To be sure, there are many local neighbourhoods, but that is the point; rather than a few single destination/origin points, Winnipeg has multiple origins and destinations. The major neighbourhoods form a circle. Downtown remains an important neighbourhood, but for many, if not most Winnipeg residents is not the most frequent or important destination. Many of us cut across the city to go to school and work and to shop. This is what makes the inner perimeter highway such a compelling and important investment. No number of platitudes about the dynamic interaction of land use and transportation will negate how residents and business owners are shaping the neighbourhoods of this city.
Another tactical error exists in not understanding the ever-extending sprawl of the Winnipeg region. Development at the edge and just beyond the Perimeter Highway accelerates the sparsity of urban development, which further undermines sustainable transit operation. Rural municipalities and landowners at the edge of the city, whether they are farmers or developers, have a stake in maintaining the extension of Winnipeg. Addressing this issue will require provincial and municipal co-ordination to develop policies to manage sprawl.

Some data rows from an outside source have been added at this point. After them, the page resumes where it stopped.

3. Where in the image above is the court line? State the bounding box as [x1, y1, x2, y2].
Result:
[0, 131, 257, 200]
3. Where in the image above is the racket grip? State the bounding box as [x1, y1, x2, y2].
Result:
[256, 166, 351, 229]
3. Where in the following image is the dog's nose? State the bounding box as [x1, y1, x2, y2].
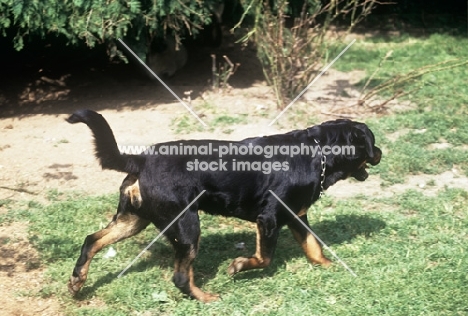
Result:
[369, 147, 382, 165]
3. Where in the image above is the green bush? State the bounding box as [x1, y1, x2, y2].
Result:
[0, 0, 219, 53]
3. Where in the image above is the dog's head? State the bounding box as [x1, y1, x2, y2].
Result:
[308, 119, 382, 189]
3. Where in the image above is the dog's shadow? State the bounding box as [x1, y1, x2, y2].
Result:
[76, 214, 385, 298]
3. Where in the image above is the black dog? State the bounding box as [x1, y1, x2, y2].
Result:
[66, 109, 381, 302]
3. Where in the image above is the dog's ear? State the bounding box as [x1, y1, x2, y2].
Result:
[355, 125, 375, 159]
[306, 125, 322, 140]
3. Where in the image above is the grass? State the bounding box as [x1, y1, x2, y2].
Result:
[327, 33, 468, 185]
[171, 101, 248, 134]
[1, 188, 467, 315]
[171, 109, 248, 135]
[2, 32, 468, 314]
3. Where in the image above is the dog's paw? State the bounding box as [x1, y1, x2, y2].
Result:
[227, 257, 249, 276]
[68, 275, 85, 296]
[199, 292, 220, 303]
[320, 258, 332, 268]
[190, 287, 220, 303]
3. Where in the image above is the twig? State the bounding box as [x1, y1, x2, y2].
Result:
[221, 55, 239, 87]
[321, 111, 358, 118]
[0, 186, 38, 195]
[360, 50, 393, 97]
[359, 58, 468, 109]
[211, 54, 217, 90]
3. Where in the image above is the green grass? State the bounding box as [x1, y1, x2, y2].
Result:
[171, 100, 249, 134]
[172, 113, 248, 134]
[2, 32, 468, 315]
[1, 187, 466, 315]
[328, 33, 468, 185]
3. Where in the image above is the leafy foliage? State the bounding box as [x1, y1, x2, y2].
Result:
[0, 0, 218, 51]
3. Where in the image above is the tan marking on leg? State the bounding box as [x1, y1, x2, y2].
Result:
[188, 267, 219, 303]
[302, 234, 331, 266]
[297, 207, 307, 217]
[120, 174, 142, 209]
[173, 240, 219, 302]
[228, 223, 271, 275]
[68, 212, 150, 295]
[289, 226, 331, 267]
[254, 223, 263, 263]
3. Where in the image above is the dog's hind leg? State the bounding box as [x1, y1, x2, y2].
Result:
[287, 212, 331, 267]
[227, 213, 280, 275]
[68, 200, 150, 296]
[169, 208, 219, 303]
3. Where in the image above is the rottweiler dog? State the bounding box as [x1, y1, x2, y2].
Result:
[66, 109, 381, 302]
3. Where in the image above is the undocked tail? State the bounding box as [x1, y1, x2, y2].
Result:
[66, 109, 142, 174]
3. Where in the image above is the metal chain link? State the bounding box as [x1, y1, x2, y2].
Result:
[314, 139, 326, 198]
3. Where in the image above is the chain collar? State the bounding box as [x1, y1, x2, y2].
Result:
[314, 139, 326, 198]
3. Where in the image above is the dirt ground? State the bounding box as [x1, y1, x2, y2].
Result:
[1, 36, 467, 315]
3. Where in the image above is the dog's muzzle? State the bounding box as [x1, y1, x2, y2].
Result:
[351, 147, 382, 181]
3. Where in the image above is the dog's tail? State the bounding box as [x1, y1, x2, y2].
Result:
[66, 109, 142, 174]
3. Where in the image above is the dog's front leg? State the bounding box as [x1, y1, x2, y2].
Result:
[287, 213, 331, 267]
[228, 213, 280, 275]
[68, 211, 150, 296]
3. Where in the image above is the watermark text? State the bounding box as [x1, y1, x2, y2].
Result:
[119, 142, 355, 159]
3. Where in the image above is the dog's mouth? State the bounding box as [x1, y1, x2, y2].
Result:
[352, 147, 382, 181]
[368, 147, 382, 166]
[352, 164, 369, 181]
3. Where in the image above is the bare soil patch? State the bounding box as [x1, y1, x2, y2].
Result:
[0, 222, 62, 316]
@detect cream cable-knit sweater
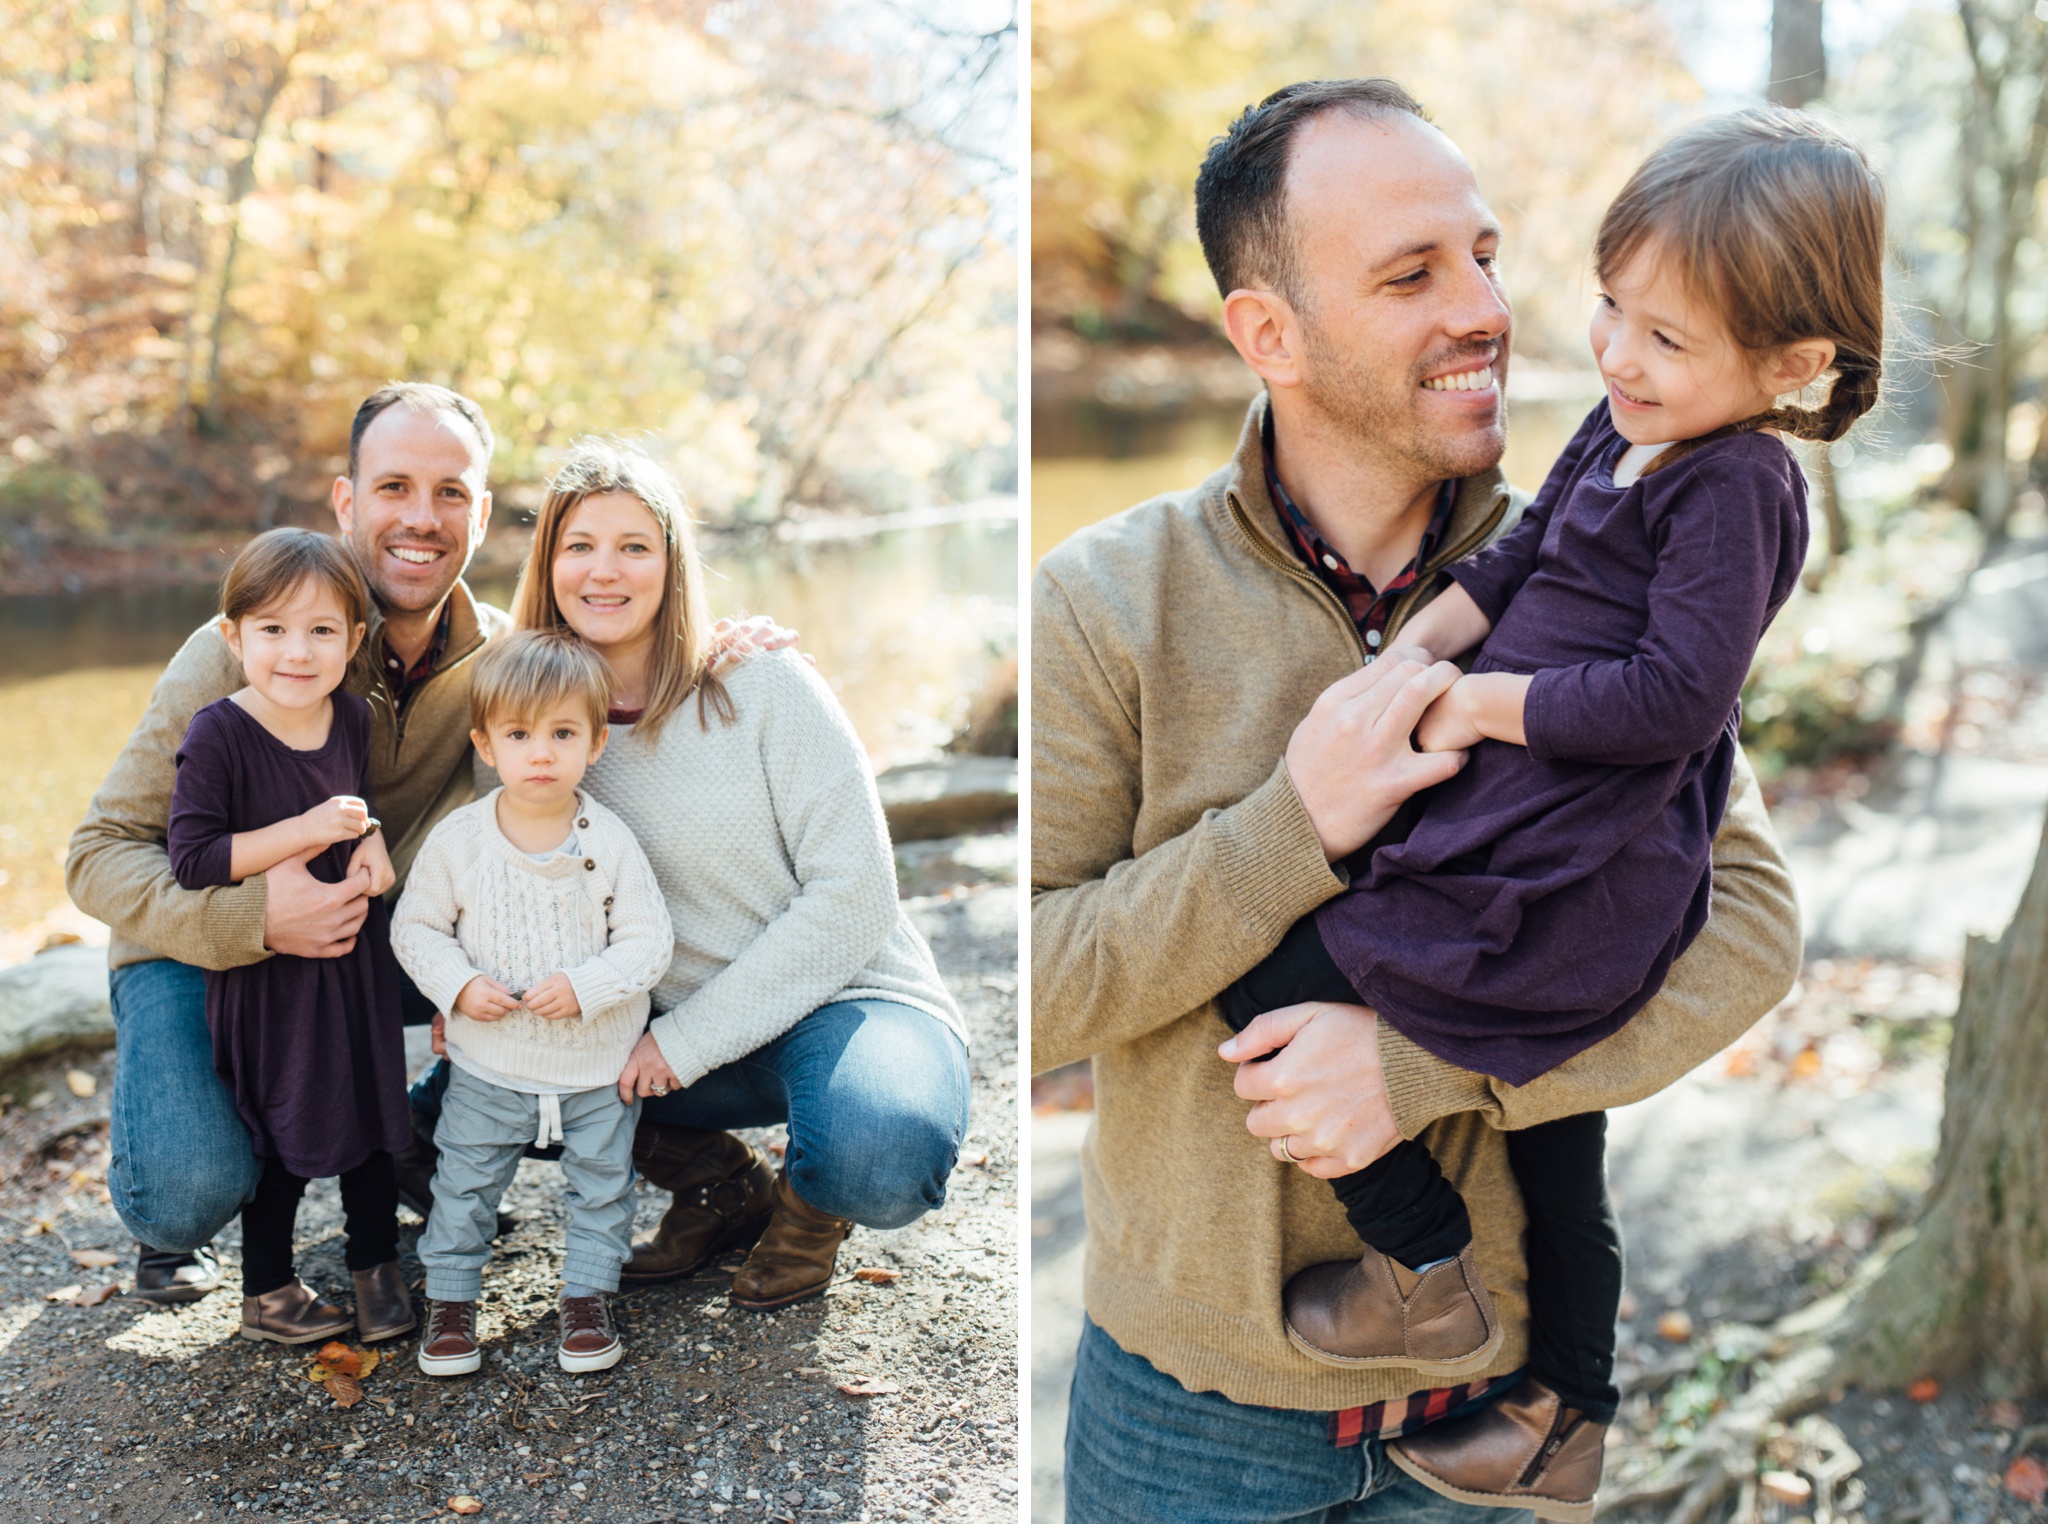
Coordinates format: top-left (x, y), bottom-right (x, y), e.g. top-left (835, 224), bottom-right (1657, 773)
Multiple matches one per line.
top-left (391, 790), bottom-right (673, 1091)
top-left (577, 649), bottom-right (965, 1088)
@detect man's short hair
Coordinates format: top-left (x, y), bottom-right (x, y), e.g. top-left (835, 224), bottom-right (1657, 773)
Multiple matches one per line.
top-left (469, 627), bottom-right (613, 736)
top-left (347, 382), bottom-right (496, 481)
top-left (1194, 79), bottom-right (1430, 310)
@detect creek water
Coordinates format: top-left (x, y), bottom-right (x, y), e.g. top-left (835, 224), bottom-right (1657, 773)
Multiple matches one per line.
top-left (0, 515), bottom-right (1017, 948)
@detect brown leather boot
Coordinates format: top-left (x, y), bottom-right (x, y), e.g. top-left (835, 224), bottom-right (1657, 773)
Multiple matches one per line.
top-left (729, 1174), bottom-right (852, 1311)
top-left (1282, 1243), bottom-right (1501, 1377)
top-left (350, 1261), bottom-right (417, 1343)
top-left (621, 1124), bottom-right (777, 1285)
top-left (1388, 1377), bottom-right (1605, 1522)
top-left (238, 1280), bottom-right (354, 1345)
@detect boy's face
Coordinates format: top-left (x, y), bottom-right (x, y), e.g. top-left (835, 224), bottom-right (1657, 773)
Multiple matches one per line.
top-left (472, 704), bottom-right (607, 811)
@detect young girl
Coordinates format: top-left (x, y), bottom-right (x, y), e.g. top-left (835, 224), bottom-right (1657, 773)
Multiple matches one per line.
top-left (1221, 109), bottom-right (1884, 1515)
top-left (168, 528), bottom-right (416, 1345)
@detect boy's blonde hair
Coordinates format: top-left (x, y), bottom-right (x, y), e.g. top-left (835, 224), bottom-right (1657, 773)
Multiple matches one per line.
top-left (469, 628), bottom-right (613, 735)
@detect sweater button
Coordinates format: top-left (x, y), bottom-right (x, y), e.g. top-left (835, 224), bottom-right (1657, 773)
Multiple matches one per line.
top-left (603, 896), bottom-right (614, 908)
top-left (577, 818), bottom-right (589, 829)
top-left (583, 858), bottom-right (596, 871)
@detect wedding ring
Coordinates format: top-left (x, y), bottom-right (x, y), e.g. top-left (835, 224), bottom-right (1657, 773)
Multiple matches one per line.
top-left (1280, 1135), bottom-right (1303, 1164)
top-left (650, 1084), bottom-right (671, 1097)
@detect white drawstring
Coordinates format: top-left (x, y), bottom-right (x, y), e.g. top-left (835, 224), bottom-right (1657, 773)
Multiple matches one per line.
top-left (535, 1093), bottom-right (565, 1150)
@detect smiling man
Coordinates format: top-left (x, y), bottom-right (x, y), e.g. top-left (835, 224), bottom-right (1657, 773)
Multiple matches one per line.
top-left (1031, 81), bottom-right (1801, 1521)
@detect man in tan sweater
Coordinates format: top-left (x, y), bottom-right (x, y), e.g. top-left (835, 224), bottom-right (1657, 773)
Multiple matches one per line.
top-left (1032, 81), bottom-right (1802, 1520)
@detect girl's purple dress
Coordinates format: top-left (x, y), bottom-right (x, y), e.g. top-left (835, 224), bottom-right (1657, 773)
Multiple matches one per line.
top-left (1314, 402), bottom-right (1809, 1084)
top-left (167, 693), bottom-right (412, 1178)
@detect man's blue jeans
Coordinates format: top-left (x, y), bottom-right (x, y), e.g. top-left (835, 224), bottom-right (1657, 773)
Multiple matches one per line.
top-left (1065, 1317), bottom-right (1534, 1524)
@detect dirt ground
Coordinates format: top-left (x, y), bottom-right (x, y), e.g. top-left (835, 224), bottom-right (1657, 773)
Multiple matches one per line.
top-left (0, 870), bottom-right (1018, 1524)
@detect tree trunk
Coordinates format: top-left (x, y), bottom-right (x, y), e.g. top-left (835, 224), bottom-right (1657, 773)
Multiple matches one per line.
top-left (1837, 810), bottom-right (2048, 1396)
top-left (1769, 0), bottom-right (1826, 108)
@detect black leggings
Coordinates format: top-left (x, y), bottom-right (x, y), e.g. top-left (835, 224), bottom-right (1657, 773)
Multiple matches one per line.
top-left (1220, 916), bottom-right (1621, 1423)
top-left (240, 1151), bottom-right (400, 1298)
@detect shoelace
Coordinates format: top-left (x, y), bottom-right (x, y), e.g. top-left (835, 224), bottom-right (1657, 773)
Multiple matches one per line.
top-left (561, 1297), bottom-right (609, 1337)
top-left (429, 1302), bottom-right (475, 1344)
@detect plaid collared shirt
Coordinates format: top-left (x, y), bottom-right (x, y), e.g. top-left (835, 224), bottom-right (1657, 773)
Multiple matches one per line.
top-left (1328, 1374), bottom-right (1504, 1447)
top-left (379, 598), bottom-right (453, 712)
top-left (1263, 412), bottom-right (1456, 656)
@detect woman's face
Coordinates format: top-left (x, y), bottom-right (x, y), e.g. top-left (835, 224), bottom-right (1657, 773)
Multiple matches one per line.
top-left (551, 491), bottom-right (668, 653)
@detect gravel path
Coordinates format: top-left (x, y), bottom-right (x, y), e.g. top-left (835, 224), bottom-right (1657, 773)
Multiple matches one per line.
top-left (0, 872), bottom-right (1018, 1524)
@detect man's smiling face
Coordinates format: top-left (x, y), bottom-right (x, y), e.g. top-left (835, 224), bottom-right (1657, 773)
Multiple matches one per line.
top-left (1285, 111), bottom-right (1512, 482)
top-left (333, 404), bottom-right (493, 617)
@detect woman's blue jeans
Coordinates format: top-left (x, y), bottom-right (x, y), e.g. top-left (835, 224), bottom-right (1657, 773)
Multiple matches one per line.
top-left (419, 997), bottom-right (972, 1230)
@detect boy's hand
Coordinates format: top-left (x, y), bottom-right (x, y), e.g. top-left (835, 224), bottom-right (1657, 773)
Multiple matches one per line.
top-left (346, 832), bottom-right (395, 897)
top-left (1415, 679), bottom-right (1486, 753)
top-left (522, 972), bottom-right (582, 1022)
top-left (300, 794), bottom-right (372, 846)
top-left (454, 975), bottom-right (521, 1022)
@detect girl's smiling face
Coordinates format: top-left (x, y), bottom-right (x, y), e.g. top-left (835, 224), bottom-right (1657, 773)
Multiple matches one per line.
top-left (220, 576), bottom-right (364, 715)
top-left (550, 491), bottom-right (668, 657)
top-left (1590, 241), bottom-right (1783, 449)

A critical strategic error underlies the transit plan. It is delusionary to believe many Winnipeg residents will readily give up the freedom of personal transportation parked in their driveway. Certainly, some residents do not own cars, some because they cannot afford a vehicle and others because they purposely located in an area where they can walk or use a bus to meet their needs. However, the vast majority have arranged their lives around access to a car to manage their multiple destinations and multi-purpose trips.
Aside from poverty, people will relinquish their cars because of costs — time and money. In Toronto and Vancouver gridlock and the cost of parking make transit an attractive option. Even so, consider that for the Toronto transit system, which completed its first subway line in 1974, ridership has stalled.
A similar story emerges in Vancouver; indeed in the last three years transit ridership has stagnated across North America. Apparently, the assumption that "build and they will ride" is unfounded.
Low energy prices have increased the affordability of cars, but a recovery of oil prices and even an aggressive carbon tax are unlikely to encourage transit use. The advent of electric cars and the ability of car manufacturers to increase fuel economy will stabilize the costs of car operation.
Most important is the time savings involved in using a car create an overwhelming advantage for most users. Those who travel between downtown and the university will experience a reduction in door-to-door travel times because of the proposed transit line. The vast majority who remain off the proposed route by more than a few blocks will continue to use their cars.
Land use and transportation are integrated. Eventually, development will occur along the proposed route, however, if the experience of many centres is any gauge, it can take years for that to occur.
In the meantime, the taxpayer must endure major capital and operating expenses for an underperforming transportation system.
Only when the city and province create effective policies to control sprawl and to accelerate development close to the bus rapid transit line, we can consider proceeding. Until then, let us defer the spending. Otherwise, we will strand a large chunk of our fiscal capacity moving nobody to nowhere.
Gregory Mason is an associate professor of economics at the University of Manitoba and a senior consultant at PRA Inc. His views are his own.